The Sema deliberately chose not to serve as a community rabbi. He withdrew into his private yeshiva, funded by his father-in-law, because he believed that practical communal responsibilities would interfere with the “clear mind” needed for deep Torah study. His world was the world of pilpul, of intellectual creativity, of scholars gathered together to sharpen one another’s thinking.
Professor Soloveitchik operates in the same spirit. His famous questions about the Mishneh Torah—Why is aveidah in Sefer Nezikin? Why is geirus in Hilchos Issurei Biah?—are the questions of the beis hamidrash. They assume that every apparent anomaly conceals a deeper conceptual truth waiting to be uncovered through creative analysis.
Most Briskers, trained in this tradition of finding meaning in the Rambam’s every placement and formulation, would side with Professor Soloveitchik. This is the legacy of the beis hamidrash approach that the Sema helped pioneer: treating halachic texts as invitations for limitless intellectual exploration.
The Sema’s yeshiva was a place of intellectual freedom, where scholars could pursue ideas wherever they led, where creative interpretations were celebrated, where the goal was to “open the eyes of the reader” to new possibilities. The Bach’s rabbinate was a place of practical responsibility, where rulings affected real lives, where tradition provided guardrails, where innovation was viewed with suspicion.
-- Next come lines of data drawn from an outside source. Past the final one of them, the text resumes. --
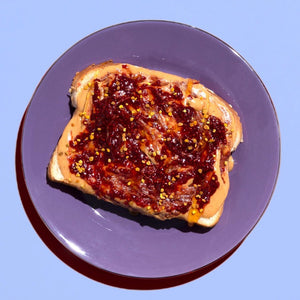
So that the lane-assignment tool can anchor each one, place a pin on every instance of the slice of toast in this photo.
(149, 141)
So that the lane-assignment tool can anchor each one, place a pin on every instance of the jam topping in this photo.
(142, 145)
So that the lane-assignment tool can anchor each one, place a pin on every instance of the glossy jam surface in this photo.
(142, 145)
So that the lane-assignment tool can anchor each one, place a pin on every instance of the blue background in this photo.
(266, 33)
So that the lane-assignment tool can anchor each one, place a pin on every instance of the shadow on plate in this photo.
(143, 220)
(89, 270)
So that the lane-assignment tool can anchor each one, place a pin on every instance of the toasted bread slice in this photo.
(149, 141)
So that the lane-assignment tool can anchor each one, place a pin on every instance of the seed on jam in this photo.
(126, 151)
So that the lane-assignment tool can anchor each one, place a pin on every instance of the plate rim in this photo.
(242, 239)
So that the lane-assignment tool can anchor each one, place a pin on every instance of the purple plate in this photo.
(109, 237)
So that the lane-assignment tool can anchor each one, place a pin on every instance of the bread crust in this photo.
(202, 99)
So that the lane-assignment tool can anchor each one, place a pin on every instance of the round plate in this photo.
(108, 237)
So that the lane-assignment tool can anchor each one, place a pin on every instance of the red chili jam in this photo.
(142, 144)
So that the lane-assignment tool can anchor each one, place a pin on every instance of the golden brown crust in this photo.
(203, 99)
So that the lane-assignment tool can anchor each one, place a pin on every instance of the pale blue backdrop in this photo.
(266, 33)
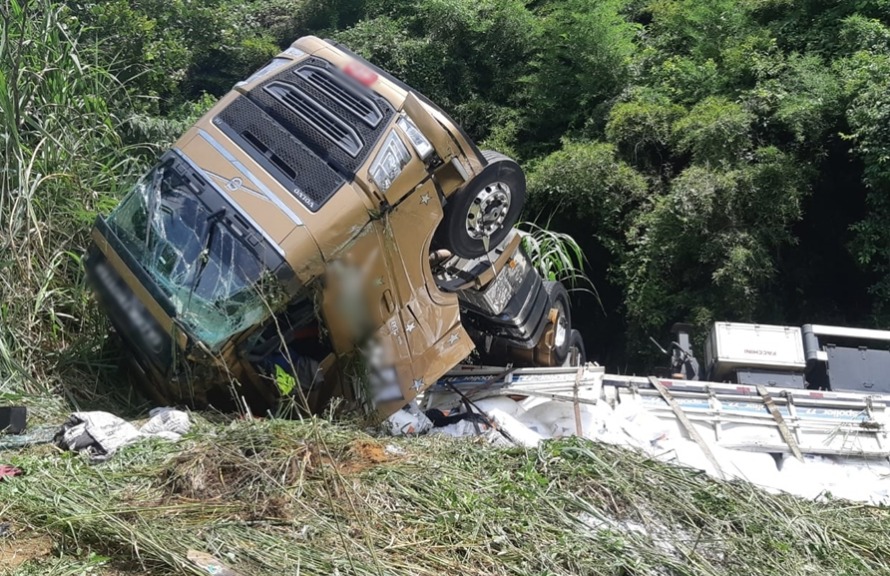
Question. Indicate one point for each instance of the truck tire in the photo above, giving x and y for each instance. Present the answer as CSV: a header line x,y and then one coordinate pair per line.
x,y
489,205
559,299
577,354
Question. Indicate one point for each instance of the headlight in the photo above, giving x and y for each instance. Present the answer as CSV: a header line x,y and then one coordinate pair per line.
x,y
389,162
418,140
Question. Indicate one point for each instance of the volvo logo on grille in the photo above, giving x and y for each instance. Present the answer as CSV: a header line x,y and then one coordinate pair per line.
x,y
234,184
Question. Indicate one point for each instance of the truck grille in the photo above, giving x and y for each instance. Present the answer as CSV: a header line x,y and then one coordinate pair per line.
x,y
312,112
306,176
341,92
339,120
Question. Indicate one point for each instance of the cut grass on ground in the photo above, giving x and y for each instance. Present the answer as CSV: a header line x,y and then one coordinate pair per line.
x,y
281,497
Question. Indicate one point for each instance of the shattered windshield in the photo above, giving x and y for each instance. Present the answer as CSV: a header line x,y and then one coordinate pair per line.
x,y
209,274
Professor Soloveitchik operates in the spirit of the beis hamidrash. His questions about the Rambam’s structure are the questions of a scholar seeking conceptual depth, treating every anomaly as a doorway to insight. Professor Kaplan operates in the spirit of practical scholarship. His answers draw on historical evidence, manuscript research, and a recognition that even the greatest works bear the marks of human process.
The Bach warned that beis hamidrash creativity, when put into print, could “cause the masses to stumble.” People without the training to evaluate pilpul would take creative interpretations as established law. Professor Kaplan similarly warns that treating every structural choice as philosophically loaded can lead us to construct elaborate theories that the Rambam never intended.
The remarkable parallel between these debates, separated by four centuries, reveals something fundamental about Torah study. The tension between the creative freedom of the beis hamidrash and the practical constraints of halachic ruling has never been resolved—and perhaps it never should be.
The beis hamidrash needs the freedom to explore, to question, to innovate. Without that creativity, Torah study becomes stale repetition. But practical halacha needs grounding in reality, in tradition, in evidence. Without that restraint, creative interpretation can spin off into fantasy.
The Sema brought the creativity of the yeshiva into printed halachic literature, and his work has enriched Torah study for centuries. The Bach insisted on practical restraint, and his caution has protected the integrity of the halachic tradition. Professor Soloveitchik’s conceptual questions have deepened our appreciation of the Rambam’s genius. Professor Kaplan’s historical research has shown us how that genius actually operated in the real world.
On this 20th of Teves, as we mark the yahrtzeit of the Rambam, may we merit to continue learning his Torah in depth.
The author can be reached at [email protected]

You wrote that Kaplan is alive but then write z”l. Assuming you meant to write that Soloveichik is alive. No need to post this comment you can just fix it.
Seems like bald men fighting over a comb
Out of interest. While am interesting article. Is there anyone in this generation that can interpret the Rambams purpose?
Surprised you don’t cite Twersky. Also, AFIK, both professors are very much alive.